Переодетые в лагерные одежки политзаключенные осматривали друг друга, как бы знакомясь вновь.
— До чего же обезличивают, расчеловечивают эти тряпки, — произнес Бегун. — Сейчас нужно быть хорошим физиономистом, чтобы разглядеть в нас обычных людей.
— Велеречивая у вас проза, — усмехнулся Журин. — Обратили ли вы внимание на «чистое сердце и благородные намерения» «Запридуха»? Начитанный деятель: прямо по передовице чешет.
— Обычные лица, — продолжал Журин задумчиво. — Это — не наследственно дефективные, уголовные типы. Это — дети народа. Это — сам народ, оподлевшие поколения народа, дети воровской империи.
— Не так уж озверел народ. — возразил Пивоваров. — Эти ребята — не народ. У них ни жалости…
— А вы — нас — чиновники, мусора, жалели, когда наших отцов раскулачивали? — перебил Пивоварова человек лет тридцати, с большим зубастым ртом и белым звездообразным шрамом на левой скуле.
— Крой, Кирюха, открой дыхание придуркам, — подбадривал говорившего Гарькавый.
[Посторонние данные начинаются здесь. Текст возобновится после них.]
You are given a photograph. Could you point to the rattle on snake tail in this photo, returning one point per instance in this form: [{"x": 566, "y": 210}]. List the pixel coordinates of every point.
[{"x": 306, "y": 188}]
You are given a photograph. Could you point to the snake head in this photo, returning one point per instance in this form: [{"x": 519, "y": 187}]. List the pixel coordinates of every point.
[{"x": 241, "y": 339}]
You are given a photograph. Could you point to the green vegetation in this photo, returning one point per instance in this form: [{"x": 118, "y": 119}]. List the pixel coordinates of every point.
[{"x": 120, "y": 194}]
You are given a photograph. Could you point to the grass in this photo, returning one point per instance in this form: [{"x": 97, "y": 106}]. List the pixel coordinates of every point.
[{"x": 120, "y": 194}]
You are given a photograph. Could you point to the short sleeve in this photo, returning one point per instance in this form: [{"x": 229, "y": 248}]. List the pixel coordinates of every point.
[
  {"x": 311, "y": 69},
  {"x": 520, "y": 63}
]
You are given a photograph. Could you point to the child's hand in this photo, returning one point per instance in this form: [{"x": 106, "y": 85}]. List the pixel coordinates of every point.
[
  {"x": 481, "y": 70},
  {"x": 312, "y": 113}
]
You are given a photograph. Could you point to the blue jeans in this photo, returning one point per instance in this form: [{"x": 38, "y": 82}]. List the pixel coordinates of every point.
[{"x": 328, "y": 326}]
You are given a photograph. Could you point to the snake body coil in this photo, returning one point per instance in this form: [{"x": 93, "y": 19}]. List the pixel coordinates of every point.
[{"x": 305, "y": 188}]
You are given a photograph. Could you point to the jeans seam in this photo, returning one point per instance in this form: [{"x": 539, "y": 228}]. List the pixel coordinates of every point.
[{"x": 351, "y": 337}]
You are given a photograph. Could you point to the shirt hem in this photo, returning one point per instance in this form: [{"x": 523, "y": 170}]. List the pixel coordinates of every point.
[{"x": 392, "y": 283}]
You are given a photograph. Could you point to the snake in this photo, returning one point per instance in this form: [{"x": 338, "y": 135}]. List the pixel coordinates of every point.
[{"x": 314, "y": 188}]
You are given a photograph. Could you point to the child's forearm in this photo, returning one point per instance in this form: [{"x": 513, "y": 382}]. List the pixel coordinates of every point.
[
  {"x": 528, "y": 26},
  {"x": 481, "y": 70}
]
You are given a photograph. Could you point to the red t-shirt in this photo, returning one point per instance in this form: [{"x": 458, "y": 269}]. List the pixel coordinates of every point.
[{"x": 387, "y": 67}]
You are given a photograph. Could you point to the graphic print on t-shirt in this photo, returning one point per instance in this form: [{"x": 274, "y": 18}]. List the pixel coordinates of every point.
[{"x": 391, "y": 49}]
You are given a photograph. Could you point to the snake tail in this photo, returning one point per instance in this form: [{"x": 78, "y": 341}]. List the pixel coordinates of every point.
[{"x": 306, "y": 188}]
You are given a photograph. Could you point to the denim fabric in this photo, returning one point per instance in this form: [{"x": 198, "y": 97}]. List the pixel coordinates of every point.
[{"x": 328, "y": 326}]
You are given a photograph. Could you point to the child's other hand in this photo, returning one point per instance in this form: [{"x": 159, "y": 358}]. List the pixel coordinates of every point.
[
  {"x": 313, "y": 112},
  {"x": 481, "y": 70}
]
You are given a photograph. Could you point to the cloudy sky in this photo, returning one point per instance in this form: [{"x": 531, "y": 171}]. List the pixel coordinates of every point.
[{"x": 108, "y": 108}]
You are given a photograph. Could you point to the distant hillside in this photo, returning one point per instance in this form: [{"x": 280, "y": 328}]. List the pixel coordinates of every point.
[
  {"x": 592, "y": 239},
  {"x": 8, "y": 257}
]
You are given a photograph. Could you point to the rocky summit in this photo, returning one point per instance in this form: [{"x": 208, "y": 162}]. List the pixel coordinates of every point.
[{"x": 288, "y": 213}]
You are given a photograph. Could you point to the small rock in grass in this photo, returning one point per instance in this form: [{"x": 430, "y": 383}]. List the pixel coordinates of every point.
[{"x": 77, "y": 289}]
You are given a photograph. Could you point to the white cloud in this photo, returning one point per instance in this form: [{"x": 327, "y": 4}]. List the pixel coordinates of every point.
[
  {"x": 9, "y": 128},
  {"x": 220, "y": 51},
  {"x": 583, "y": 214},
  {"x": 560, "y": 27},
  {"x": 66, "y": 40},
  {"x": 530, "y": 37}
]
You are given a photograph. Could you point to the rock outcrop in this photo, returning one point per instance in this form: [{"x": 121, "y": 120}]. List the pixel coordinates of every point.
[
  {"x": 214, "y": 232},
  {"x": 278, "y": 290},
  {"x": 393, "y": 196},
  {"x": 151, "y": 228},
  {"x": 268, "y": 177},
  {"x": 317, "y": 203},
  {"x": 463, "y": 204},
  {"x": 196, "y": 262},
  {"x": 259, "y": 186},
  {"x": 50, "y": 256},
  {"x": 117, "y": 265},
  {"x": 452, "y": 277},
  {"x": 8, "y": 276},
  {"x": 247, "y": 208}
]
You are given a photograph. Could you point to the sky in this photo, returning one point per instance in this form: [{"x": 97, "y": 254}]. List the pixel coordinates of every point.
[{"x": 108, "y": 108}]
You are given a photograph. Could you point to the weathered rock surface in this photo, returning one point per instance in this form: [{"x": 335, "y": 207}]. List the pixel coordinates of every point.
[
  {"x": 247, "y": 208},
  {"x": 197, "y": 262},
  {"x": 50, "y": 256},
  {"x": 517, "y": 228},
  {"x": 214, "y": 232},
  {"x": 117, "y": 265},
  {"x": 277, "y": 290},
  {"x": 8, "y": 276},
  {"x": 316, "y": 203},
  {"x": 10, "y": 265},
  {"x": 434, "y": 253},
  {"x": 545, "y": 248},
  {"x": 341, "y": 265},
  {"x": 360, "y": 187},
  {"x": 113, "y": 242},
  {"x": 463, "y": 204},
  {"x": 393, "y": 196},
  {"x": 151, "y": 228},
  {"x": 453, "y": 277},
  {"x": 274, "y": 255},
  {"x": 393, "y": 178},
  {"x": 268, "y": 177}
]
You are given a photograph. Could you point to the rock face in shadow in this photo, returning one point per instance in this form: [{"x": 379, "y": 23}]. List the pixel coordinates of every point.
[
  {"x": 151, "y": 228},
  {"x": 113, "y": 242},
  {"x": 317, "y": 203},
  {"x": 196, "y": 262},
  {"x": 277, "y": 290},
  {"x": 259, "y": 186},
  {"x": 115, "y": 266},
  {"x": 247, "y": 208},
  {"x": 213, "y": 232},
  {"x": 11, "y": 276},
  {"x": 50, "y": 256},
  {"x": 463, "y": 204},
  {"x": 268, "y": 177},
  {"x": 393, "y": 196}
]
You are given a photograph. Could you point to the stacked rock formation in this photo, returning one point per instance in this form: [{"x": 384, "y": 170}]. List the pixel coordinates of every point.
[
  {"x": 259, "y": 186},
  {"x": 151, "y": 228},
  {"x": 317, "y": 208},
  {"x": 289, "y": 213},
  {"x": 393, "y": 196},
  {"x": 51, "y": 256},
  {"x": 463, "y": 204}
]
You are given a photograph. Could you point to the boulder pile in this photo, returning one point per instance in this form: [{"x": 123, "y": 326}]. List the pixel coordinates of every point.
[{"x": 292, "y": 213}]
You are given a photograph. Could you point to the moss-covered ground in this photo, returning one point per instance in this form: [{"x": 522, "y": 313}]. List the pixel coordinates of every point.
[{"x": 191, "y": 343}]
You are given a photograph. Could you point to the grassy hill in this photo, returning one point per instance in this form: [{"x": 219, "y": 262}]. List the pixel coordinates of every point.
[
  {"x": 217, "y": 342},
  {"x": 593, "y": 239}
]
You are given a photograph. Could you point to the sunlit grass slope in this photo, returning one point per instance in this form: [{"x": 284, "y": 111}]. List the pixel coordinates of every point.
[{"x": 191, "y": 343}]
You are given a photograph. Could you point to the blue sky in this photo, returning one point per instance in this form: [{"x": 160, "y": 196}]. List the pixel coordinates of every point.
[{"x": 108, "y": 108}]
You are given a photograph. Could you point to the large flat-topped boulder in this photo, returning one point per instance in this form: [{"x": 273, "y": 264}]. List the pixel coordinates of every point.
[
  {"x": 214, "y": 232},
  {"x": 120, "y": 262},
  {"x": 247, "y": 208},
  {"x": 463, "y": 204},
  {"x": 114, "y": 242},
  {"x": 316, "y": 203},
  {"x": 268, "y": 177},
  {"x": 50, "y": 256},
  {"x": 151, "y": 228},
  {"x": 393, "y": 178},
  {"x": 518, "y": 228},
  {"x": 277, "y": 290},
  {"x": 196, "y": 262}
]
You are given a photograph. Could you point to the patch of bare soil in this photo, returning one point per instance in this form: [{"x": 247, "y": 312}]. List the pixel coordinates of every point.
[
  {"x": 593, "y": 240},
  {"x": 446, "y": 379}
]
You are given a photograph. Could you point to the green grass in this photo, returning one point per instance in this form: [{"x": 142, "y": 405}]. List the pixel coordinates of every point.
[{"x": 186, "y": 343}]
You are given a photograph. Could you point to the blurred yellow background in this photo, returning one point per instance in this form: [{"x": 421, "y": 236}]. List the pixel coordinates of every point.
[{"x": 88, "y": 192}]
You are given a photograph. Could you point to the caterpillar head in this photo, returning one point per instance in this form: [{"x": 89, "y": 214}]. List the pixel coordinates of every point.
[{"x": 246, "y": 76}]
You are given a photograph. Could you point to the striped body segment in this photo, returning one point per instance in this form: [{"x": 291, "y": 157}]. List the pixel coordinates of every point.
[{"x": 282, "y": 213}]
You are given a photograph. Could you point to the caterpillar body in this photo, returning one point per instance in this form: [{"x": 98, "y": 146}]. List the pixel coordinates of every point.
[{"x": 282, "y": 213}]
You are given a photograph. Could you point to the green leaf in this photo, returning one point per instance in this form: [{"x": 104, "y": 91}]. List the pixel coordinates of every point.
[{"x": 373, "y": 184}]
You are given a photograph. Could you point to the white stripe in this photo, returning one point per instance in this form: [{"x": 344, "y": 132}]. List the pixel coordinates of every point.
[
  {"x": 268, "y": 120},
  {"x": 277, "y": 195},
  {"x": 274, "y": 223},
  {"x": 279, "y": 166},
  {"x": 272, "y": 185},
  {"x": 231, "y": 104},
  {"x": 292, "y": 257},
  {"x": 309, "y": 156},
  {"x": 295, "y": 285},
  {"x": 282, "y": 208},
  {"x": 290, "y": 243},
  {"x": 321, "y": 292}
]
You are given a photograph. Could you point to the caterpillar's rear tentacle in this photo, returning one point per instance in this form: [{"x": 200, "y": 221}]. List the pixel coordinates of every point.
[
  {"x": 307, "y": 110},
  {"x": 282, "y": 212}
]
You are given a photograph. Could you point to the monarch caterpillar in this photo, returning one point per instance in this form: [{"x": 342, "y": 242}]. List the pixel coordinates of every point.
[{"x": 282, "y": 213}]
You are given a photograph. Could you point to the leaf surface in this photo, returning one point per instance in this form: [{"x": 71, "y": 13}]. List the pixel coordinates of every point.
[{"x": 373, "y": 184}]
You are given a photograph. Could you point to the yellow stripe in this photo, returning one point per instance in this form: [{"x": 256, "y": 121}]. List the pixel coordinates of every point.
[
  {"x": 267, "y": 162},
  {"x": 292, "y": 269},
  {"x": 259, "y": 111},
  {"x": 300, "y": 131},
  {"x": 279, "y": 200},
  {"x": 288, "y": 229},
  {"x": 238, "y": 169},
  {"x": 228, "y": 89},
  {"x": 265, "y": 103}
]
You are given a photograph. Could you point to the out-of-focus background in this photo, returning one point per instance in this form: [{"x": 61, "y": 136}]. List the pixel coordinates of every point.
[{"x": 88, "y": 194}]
— Жалели вы, — продолжал Кирюха, — когда в телячьих вагонах угоняли нас, малых и старых на Север?! Жалели вы Мустафу, — он ткнул узловатым неразгибающимся когтистым пальцем в грудь рядом стоящего парня с орлиным носом и черными маслинами глаз, — вы жалели Мустафу, когда всю его национальность ни за что, ни про что в пустыню вывозили? Батьку и всех братьев расстреляли, как и тысячи таких же других.
— Пахан-«Саморуб», Хрущев-«3олотой», Гарькавый-«Щипач», «Запридух»-Черепеня, я — Кирюха Малинин, да и другие так или этак — дети безвинно замученных, брошенных под ноги. Все мы — сироты. Есть и пострадавшие от немцев. Я с Оби утек. «Золотого» мамка сумела из эшелона дальней родне сдать. Сама на лесоповале загнулась. «Клык» чудом от собственной матери спасся в 1933 году. Обезумела от голода, съесть хотела.
— Мою мать на моих глазах убили, — мрачно и злобно произнес Трофимов.